1635: A Parcel of Rogues – Snippet 24

And, while Cromwell didn’t think any of the enemies he’d made hereabouts were that petty, there was every possibility that they’d have gotten one of the less pleasant deals that the already-savage English poor law could hand out purely out of ignorance. There was even the possibility that someone, meaning well enough, would have split them up and moved them on to other parishes, or fostered them somewhere in secret, seeking to preserve their lives from a capricious monarch apparently bent on slaughtering his subjects at random. Who was to say he’d stop at the parents and one of the elder brothers? Cromwell had spent enough time as a justice of the peace, part of the administration of these things, to know that even with the best of intentions it was entirely possible to make some shockingly harsh decisions even in respect of the impotent and deserving poor. Under pressure of the need to preserve the lives of children? It would be all too easy for a man to find it in himself to do the children a little injustice now to preserve them from murder later.

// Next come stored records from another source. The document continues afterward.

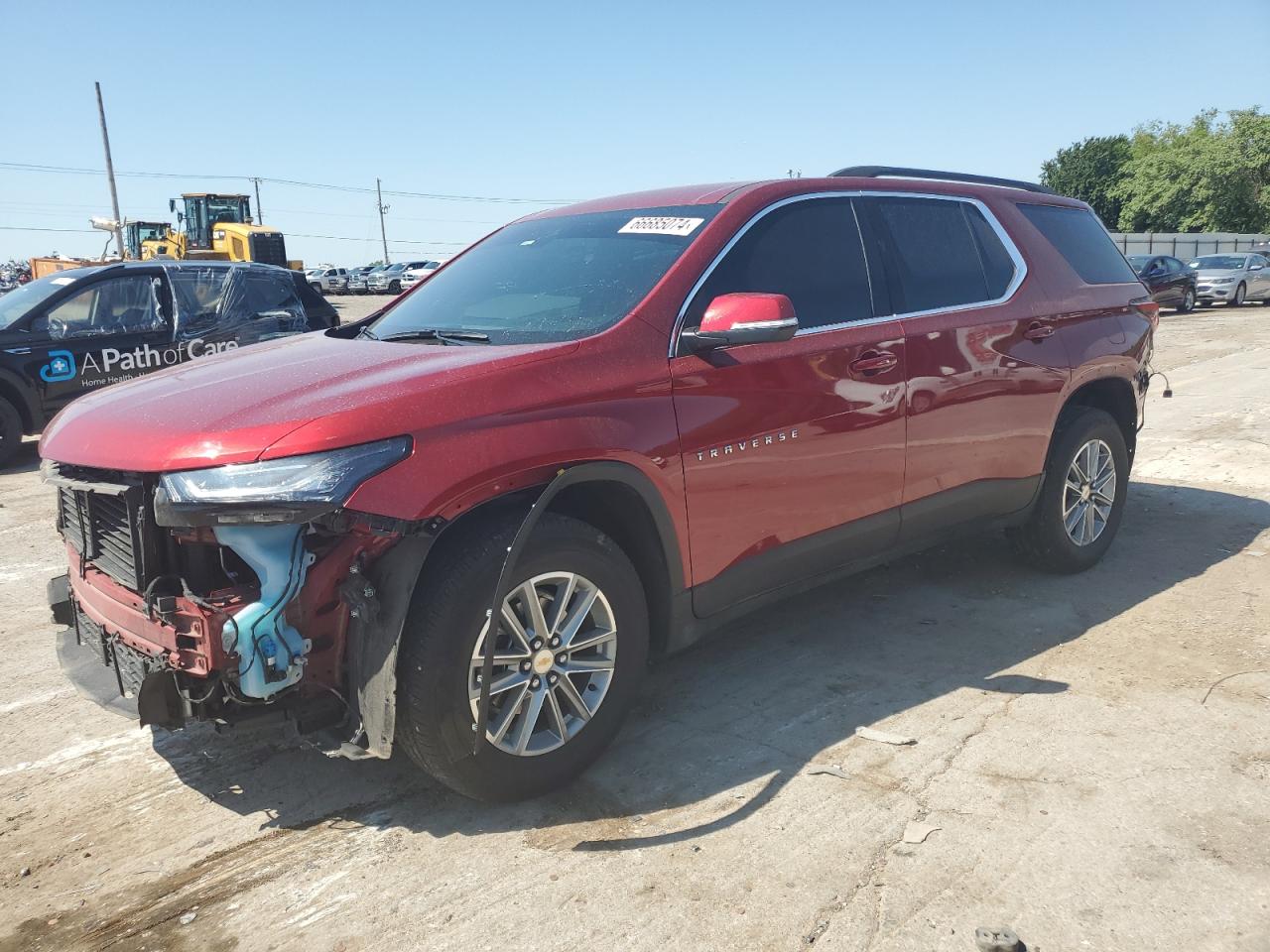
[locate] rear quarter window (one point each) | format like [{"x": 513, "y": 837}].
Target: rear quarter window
[
  {"x": 944, "y": 252},
  {"x": 1082, "y": 241}
]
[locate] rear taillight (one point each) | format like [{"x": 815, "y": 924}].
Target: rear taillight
[{"x": 1148, "y": 308}]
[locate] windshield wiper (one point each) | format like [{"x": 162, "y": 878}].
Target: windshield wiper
[{"x": 444, "y": 336}]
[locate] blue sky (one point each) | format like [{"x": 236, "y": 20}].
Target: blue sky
[{"x": 566, "y": 100}]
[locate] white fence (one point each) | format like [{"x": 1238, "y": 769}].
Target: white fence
[{"x": 1185, "y": 245}]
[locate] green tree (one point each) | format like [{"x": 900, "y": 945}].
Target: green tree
[
  {"x": 1211, "y": 175},
  {"x": 1089, "y": 171}
]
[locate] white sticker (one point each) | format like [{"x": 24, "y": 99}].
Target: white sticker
[{"x": 654, "y": 225}]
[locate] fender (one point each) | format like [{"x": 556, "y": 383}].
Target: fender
[{"x": 377, "y": 634}]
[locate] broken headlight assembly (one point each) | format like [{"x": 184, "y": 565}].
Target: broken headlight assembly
[{"x": 287, "y": 490}]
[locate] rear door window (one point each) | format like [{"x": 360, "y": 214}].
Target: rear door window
[
  {"x": 944, "y": 253},
  {"x": 1082, "y": 241},
  {"x": 811, "y": 252}
]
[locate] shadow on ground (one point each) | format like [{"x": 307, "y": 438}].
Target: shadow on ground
[{"x": 763, "y": 697}]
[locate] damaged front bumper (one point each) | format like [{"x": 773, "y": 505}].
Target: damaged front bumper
[{"x": 235, "y": 625}]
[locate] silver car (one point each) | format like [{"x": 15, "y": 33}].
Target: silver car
[
  {"x": 357, "y": 280},
  {"x": 413, "y": 276},
  {"x": 329, "y": 281},
  {"x": 1232, "y": 278},
  {"x": 389, "y": 281}
]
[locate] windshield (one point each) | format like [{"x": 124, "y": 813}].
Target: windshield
[
  {"x": 27, "y": 298},
  {"x": 226, "y": 208},
  {"x": 552, "y": 278},
  {"x": 1219, "y": 263}
]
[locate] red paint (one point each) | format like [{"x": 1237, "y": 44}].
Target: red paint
[{"x": 961, "y": 397}]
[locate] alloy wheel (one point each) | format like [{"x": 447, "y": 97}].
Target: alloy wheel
[
  {"x": 1088, "y": 493},
  {"x": 554, "y": 660}
]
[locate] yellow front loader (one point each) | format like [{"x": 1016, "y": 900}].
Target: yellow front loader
[{"x": 220, "y": 227}]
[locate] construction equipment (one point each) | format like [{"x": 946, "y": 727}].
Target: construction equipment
[
  {"x": 218, "y": 226},
  {"x": 144, "y": 240}
]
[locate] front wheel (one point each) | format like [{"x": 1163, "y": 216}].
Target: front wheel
[
  {"x": 570, "y": 653},
  {"x": 1080, "y": 498}
]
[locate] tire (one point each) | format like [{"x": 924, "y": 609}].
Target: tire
[
  {"x": 10, "y": 431},
  {"x": 444, "y": 629},
  {"x": 1044, "y": 539}
]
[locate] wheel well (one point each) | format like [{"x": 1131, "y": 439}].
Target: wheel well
[
  {"x": 8, "y": 393},
  {"x": 1114, "y": 397},
  {"x": 620, "y": 512},
  {"x": 615, "y": 508}
]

“I suppose there’s some good reason why we can’t go back, grab those two boyos and beat a bit more than a half-story out of them?”

Welch plainly shared some, if not all, of Darryl McCarthy’s concerns in the matter. Darryl had talked to him plenty over the last couple of weeks and discovered that whatever Strafford and Cromwell might’ve done in the future, it would’ve been little more than a garnish on what was the ordinary lot of the Catholic Irish, and a fair number of the Protestant Irish who’d gone native enough to count, in this day and age. And, under the hardened and cynical mercenary exterior, there was a firebrand who’d only been dampened by recognising there wasn’t anything he could do by himself. Presented with a couple of hired thugs at the sharp end of repressing the people? They could probably tie those two goons to a chair apiece and let them listen to him and Darryl argue over who got to work them over. They’d sing like canaries out of fear.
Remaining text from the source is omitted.